Sunday 14 April 2019

‘Stepping through the looking glass’: They Shall Not Grow Old review / VIDEO:They Shall Not Grow Old – New Trailer – Now Playing In Theaters






 They Shall Not Grow Old review – an utterly breathtaking journey into the trenches
Mark Kermode's film of the week
Peter Jackson and team’s painstaking restoration of first world war footage is a cinematic triumph that all but brings young British soldiers back to life

Mark Kermode
Mark Kermode, Observer film critic
 @KermodeMovie
Sun 11 Nov 2018 08.00 GMT Last modified on Mon 12 Nov 2018 12.12 GMT
5 / 5 stars 5 out of 5 stars. 

 There’s a familiar mantra that computers have somehow taken the humanity out of cinema. In an age when it’s possible to conjure spectacular action from digital effects, many modern movies have developed a sense of weightlessness – the inconsequentiality of artifice. Along with Avatar director James Cameron, New Zealand film-maker Peter Jackson has been at the forefront of the digital revolution, with his twin Tolkien trilogies (The Lord of the Rings and The Hobbit) pushing the boundaries of computer-generated entertainment.

Yet with his latest project, a revivification of the Imperial War Museum’s archive of first world war footage, Jackson has done something quite remarkable: using 21st-century technology to put the humanity back into old movie stock. The result is utterly breathtaking.

Commissioned for the Armistice centenary by IWM and 14-18 NOW in association with the BBC, They Shall Not Grow Old is not a document of the world at war. Rather, it is an arresting snapshot of the lives of British soldiers who went to fight in Europe, many of them having lied about their tender ages to enlist. There are no historians, narrators or political commentators to guide us; the voices we hear are those of veterans, many gathered by the BBC during the making of its 1964 documentary series The Great War.

As we watch a line of soldiers marching through mud towards the front, something extraordinary happens. The film seems almost miraculously to change from silent black-and-white footage to colour film with sound, as though 100 years of film history had been suddenly telescoped into a single moment. Stepping through the looking glass, we find ourselves right there in the trenches, surrounded by young men whose faces are as close and clear as those of people we would pass in the street. I’ve often argued that cinema is a time machine, but rarely has that seemed so true.

The challenges involved in achieving this miracle are manifold. Most obviously, the digital restoration and colourisation of the original films has been painstakingly carried out with meticulous attention to detail, rendering everything from skin tones to scenery in impressively natural hues. (For theatrical presentation, a moderate 3D enhancement has also been applied.)

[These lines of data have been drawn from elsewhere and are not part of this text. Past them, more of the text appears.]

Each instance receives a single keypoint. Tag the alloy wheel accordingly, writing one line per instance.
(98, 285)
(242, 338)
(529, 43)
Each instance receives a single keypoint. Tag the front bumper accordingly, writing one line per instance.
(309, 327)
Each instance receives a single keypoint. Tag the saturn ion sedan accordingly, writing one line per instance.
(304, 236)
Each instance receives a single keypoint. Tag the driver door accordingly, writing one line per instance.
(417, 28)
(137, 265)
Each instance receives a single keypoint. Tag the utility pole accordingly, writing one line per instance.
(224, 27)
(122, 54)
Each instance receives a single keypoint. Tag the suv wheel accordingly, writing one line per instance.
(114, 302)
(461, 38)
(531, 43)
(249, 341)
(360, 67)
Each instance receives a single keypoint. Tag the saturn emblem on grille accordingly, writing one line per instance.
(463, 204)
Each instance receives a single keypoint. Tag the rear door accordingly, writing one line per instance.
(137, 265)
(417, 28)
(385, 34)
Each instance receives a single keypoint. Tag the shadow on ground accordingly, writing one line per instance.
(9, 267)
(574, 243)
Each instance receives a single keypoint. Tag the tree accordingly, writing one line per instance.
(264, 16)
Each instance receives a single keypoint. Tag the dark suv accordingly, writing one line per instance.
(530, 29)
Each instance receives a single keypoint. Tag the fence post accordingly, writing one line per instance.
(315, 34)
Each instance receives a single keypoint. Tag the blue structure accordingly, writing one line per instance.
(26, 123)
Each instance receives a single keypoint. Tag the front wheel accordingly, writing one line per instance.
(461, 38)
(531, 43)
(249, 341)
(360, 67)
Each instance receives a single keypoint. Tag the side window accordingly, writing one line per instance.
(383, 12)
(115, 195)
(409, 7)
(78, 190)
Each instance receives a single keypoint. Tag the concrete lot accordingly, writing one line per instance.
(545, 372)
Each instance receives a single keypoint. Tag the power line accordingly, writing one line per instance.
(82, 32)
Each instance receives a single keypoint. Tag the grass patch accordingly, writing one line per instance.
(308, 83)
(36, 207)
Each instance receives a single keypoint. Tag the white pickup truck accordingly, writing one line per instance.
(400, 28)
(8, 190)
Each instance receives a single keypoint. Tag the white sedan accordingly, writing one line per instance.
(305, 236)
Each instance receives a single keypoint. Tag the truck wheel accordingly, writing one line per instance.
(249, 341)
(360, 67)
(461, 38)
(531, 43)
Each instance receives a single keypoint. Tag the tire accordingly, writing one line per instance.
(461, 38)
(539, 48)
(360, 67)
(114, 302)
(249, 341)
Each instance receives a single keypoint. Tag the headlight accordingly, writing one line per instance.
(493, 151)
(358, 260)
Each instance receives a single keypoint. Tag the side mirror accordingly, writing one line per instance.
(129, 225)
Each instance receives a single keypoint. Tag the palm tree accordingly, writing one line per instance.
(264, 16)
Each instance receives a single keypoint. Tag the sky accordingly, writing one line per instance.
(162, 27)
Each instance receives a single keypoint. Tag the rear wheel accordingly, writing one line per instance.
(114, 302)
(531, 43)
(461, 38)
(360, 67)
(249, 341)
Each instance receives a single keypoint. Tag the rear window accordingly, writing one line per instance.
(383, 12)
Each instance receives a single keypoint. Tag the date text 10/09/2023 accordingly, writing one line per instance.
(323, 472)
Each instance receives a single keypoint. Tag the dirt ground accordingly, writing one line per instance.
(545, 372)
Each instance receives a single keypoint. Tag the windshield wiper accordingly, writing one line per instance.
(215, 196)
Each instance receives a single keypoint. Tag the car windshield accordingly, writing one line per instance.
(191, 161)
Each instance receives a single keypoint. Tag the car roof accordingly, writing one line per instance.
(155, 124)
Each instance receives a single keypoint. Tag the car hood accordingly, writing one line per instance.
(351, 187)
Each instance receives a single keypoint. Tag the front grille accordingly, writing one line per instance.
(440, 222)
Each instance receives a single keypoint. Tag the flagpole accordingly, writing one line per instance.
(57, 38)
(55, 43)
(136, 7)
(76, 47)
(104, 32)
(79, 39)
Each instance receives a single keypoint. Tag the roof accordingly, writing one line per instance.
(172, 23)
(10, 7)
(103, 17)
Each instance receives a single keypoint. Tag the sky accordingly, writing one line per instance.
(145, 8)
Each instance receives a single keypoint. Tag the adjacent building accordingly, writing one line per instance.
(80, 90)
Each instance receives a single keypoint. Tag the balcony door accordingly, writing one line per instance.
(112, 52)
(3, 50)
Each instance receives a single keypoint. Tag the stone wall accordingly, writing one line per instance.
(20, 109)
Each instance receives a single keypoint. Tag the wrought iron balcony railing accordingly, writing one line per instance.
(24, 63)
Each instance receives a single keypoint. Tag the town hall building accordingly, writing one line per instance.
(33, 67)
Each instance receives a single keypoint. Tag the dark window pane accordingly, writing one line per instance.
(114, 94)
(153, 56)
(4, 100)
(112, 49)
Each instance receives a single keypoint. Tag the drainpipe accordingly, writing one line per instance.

More complex is the correction of the film’s pace. The century-old footage with which Jackson was working was shot at anything from 10 to 18 frames per second, with the rate often changing within a single reel. We’ve all seen old movies projected at the modern speed of 24fps, creating that skittering, agitated effect that fixes such footage in the dim and distant past. Here, Jackson and his team have used computers to build interstitial frames that recapture the rhythms of real life, tuning into the music of the soldiers’ movements, breathing intimate life into their smallest gestures. The process may sound nerdily technical but the effect is powerfully emotional. It’s as if the technology had somehow pierced the surface of the film, causing (virtual?) memories to come pouring out.

While a rich tapestry of background sound effects transports the viewer from training camps to battlefields, actors provide regionally authentic dialogue based on forensic lip-reading of the silent footage. “Hello Mum!” chirrups one private as he marches past the camera. Later, we see and hear an officer issuing instructions for the forthcoming attack.

Amid such artifice, the true archive voices of soldiers who were “scared that the war would be over before we got out to it” strike a vibrant chord. While the unspeakable horrors of conflict are everywhere in evidence, Jackson’s film still finds unexpected life and laughter in the company of those who walked in the shadow of death. One veteran remembers the trenches as “a sort of outdoor camping holiday with the boys, with a slight spice of danger to make it interesting”. Another recalls the “terrific lot of kindness” at the front, a camaraderie perhaps lacking from life at home.

Should They Shall Not Grow Old be considered a documentary or a work of art? Debates about authenticity versus invention date back to the 1916 production of The Battle of the Somme, and Jackson’s creative interventions here will doubtless keep such arguments alive. Yet watching a technologically enhanced sequence in which a first world war soldier playfully juggles a beer bottle, then strums it like a guitar, all I could think was how real, how immediate, how profoundly truthful it all felt.

As the titular (mis)quotation from Laurence Binyon’s poem For the Fallen suggests, Jackson has attempted to take ageing footage and make it young again – to bring history, and those who lived it, into the present. It is an endeavour in which he has succeeded superbly.